Analyst continue to stick with the theme of lowering South American production. The latest reports circulating show "Agroconsult" reduced their production estimates for Brazil from 69.9 million metric tons down to 67.1 million. With lower production out of South America, US soybean prices may have limited downside risk until more is know about the upcoming US crop. Along these same lines, I thought it was interesting to hear Rabobank predicting India may soon flip form a net exporter of 4mmt of soybean meal per year, to a net importer of 4mmt in just the next five years. There is no doubting the "fundamental" soybean story is gaining momentum amongst the more traditional players. 
 
Corn on the other hand seems to still be a mixed bag of nuts. I should note that even though weekly US ethanol production fell to a five-month low in yesterdays report, output of 892,000 barrels per day is still more than I figured we would be producing   considering the poor margins and record 22 million barrels in excess supply. What is important is the fact we are still using over 95 million bushels of corn per week to produce ethanol, which is allowing many of the bulls to argue the current 5.0 billion bushels of corn the USDA is estimating may still be too low. Now we have a large group of traders who believe the ethanol number is too high because of the improvements in the grind and the ability for producers to more efficiently produce ethanol.  On the other side of the fence we now have those who believe the USDA number is too low and must be raised higher, due to the continued strength in production.

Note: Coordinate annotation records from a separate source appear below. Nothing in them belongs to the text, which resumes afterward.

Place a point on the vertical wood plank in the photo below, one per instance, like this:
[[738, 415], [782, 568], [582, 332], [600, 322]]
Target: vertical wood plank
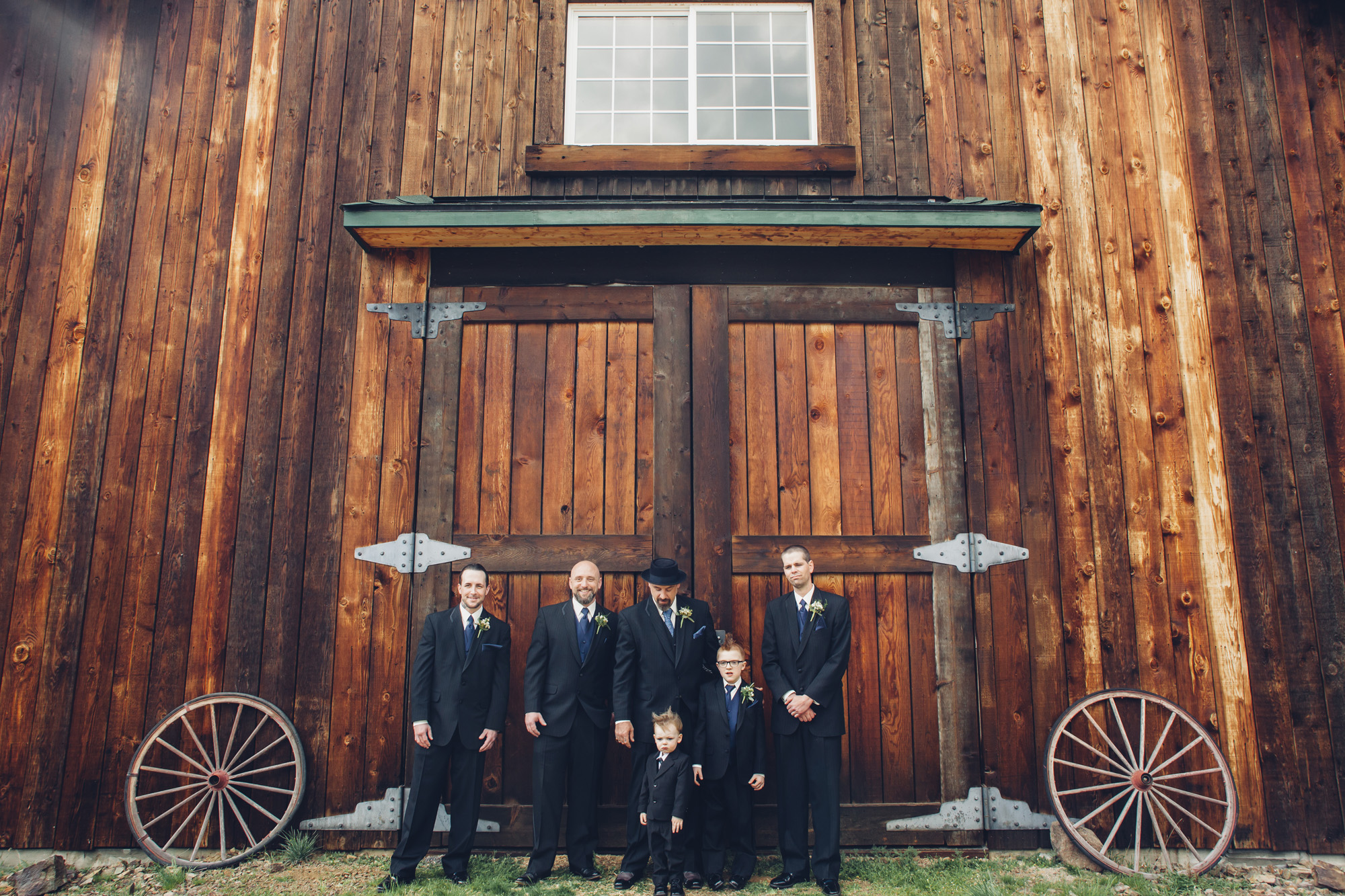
[[673, 518], [711, 454]]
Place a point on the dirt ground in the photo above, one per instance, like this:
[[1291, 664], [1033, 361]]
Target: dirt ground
[[864, 873]]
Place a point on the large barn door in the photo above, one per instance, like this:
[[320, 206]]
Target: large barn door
[[715, 424]]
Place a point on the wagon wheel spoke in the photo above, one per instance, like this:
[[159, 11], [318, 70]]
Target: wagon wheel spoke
[[1187, 792], [1179, 754], [1159, 836], [1163, 739], [248, 783], [192, 731], [1121, 817], [184, 802], [1094, 749], [260, 752], [1217, 770], [1097, 811], [1178, 827], [244, 745], [252, 841], [1104, 735], [205, 826], [251, 802], [1125, 737], [1085, 790], [186, 821], [259, 771], [174, 771], [1188, 813], [161, 740]]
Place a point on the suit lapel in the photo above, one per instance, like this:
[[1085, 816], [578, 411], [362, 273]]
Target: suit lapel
[[661, 631], [572, 627]]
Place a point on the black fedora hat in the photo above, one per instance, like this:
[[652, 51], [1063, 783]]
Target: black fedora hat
[[664, 571]]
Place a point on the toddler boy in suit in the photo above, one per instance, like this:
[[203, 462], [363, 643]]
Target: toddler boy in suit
[[730, 763], [665, 798]]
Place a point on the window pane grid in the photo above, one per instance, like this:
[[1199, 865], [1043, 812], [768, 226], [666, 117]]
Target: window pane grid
[[703, 75]]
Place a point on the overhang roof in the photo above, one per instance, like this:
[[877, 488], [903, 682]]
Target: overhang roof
[[935, 222]]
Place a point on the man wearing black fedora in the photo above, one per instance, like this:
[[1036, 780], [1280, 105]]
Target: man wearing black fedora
[[666, 650]]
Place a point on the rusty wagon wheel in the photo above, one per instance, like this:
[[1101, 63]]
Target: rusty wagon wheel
[[217, 779], [1145, 778]]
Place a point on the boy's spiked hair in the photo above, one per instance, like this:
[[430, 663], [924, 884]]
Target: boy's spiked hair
[[668, 719], [734, 643]]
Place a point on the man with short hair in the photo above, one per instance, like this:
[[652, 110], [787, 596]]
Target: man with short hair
[[459, 697], [568, 709], [665, 653], [805, 654]]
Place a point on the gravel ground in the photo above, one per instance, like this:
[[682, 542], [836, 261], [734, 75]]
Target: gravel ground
[[864, 873]]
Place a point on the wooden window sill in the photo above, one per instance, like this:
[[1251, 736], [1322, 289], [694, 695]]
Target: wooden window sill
[[684, 159]]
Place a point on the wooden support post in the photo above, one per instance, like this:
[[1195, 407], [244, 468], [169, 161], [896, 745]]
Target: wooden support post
[[711, 451], [954, 614], [673, 425]]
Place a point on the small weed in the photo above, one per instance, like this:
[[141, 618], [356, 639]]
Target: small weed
[[298, 846]]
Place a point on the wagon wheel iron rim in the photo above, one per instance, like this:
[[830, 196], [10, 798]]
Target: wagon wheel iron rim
[[1149, 776], [220, 776]]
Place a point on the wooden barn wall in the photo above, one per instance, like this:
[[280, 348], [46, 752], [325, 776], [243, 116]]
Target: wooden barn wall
[[200, 421]]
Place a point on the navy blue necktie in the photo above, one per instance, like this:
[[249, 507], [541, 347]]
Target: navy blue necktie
[[586, 633], [732, 705]]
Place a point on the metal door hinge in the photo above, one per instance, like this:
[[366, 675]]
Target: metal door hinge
[[957, 317], [415, 311], [972, 552], [401, 553], [984, 809]]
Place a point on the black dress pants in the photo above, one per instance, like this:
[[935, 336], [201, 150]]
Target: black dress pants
[[728, 823], [428, 779], [809, 770], [637, 838], [570, 766], [668, 852]]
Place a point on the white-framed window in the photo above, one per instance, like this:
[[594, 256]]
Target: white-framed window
[[691, 75]]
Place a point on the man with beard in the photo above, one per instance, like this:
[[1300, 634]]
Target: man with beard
[[568, 708], [666, 651]]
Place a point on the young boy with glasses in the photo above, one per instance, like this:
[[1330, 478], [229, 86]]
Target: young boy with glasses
[[728, 755]]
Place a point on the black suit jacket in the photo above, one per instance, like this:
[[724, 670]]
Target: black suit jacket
[[461, 693], [666, 792], [656, 671], [556, 684], [814, 667], [711, 745]]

My bet is the USDA leaves the number "unchanged."  
 
In what I consider somewhat of a turn around, highly acclaimed and well followed Iowa State meteorologist Elwynn Taylor went on record saying he believes the odds favor a much better than average corn yield this growing season. He also went on to reportedly say he truly believes the odds of the US having above trend line yields this season are now better than 60% in both corn and soybeans. His logic seems to be that "La Nina" appears to be turning into to "El Nino," which has the strong potential to bring much higher yields and lower prices than the previous two seasons. 
 
Despite the fear of more corn bushels being produced in the US this season, the trade seems very certain about "limited" downside risk in new crop corn. I would have to agree for the time being, but I have also learned through the years to respect the markets and never...say never.  The crowd continues to talk about huge upside potential now in new crop soy, and very limited downside risk in new crop corn. I continue to urge you to pay close attention to this shift. 
 
Wheat may gain a little strength from continued "weather" concerns in Western Europe and North Africa. "Strategie Grains" out of Europe has now cut their soft wheat production estimates by 1.6 million tons to 131.1 million. Supposedly there are extremely dry conditions spreading through Spain, Portugal, France, parts of the UK, and in ares of Norway. As I mentioned last week, we need to throw this on our radar screen, if the drought continues to intensify it will become a much bigger headline. Here at home however wetter conditions in several key wheat growing areas should help to improve overall wheat conditions. Net-net very little news to report in the wheat world, it should continue to remain a follower. 
 
*The economic calendar of events is fairly quiet for the rest of this week, so I would suspect the grain and soy markets will be able to trade on their own merit. The theme out of the gates is certainly higher as continued bullish interest in soybeans will pull the markets. With better than expected export sales the soybean market should remain strong. The May corn contract will likely take another run at the dreaded $6.66^6 resistance level, which it has had problems with on several occasions as of late. I continue to remain conservatively bullish giving the edge obviously to soy, but I am NOT chasing rallies, and I refuse to get wildly bullish until I see more confirmation of a weaker US dollar and overall increased "fund" support across the commodity sector. Producers should continue to hold waiting for higher new crop prices.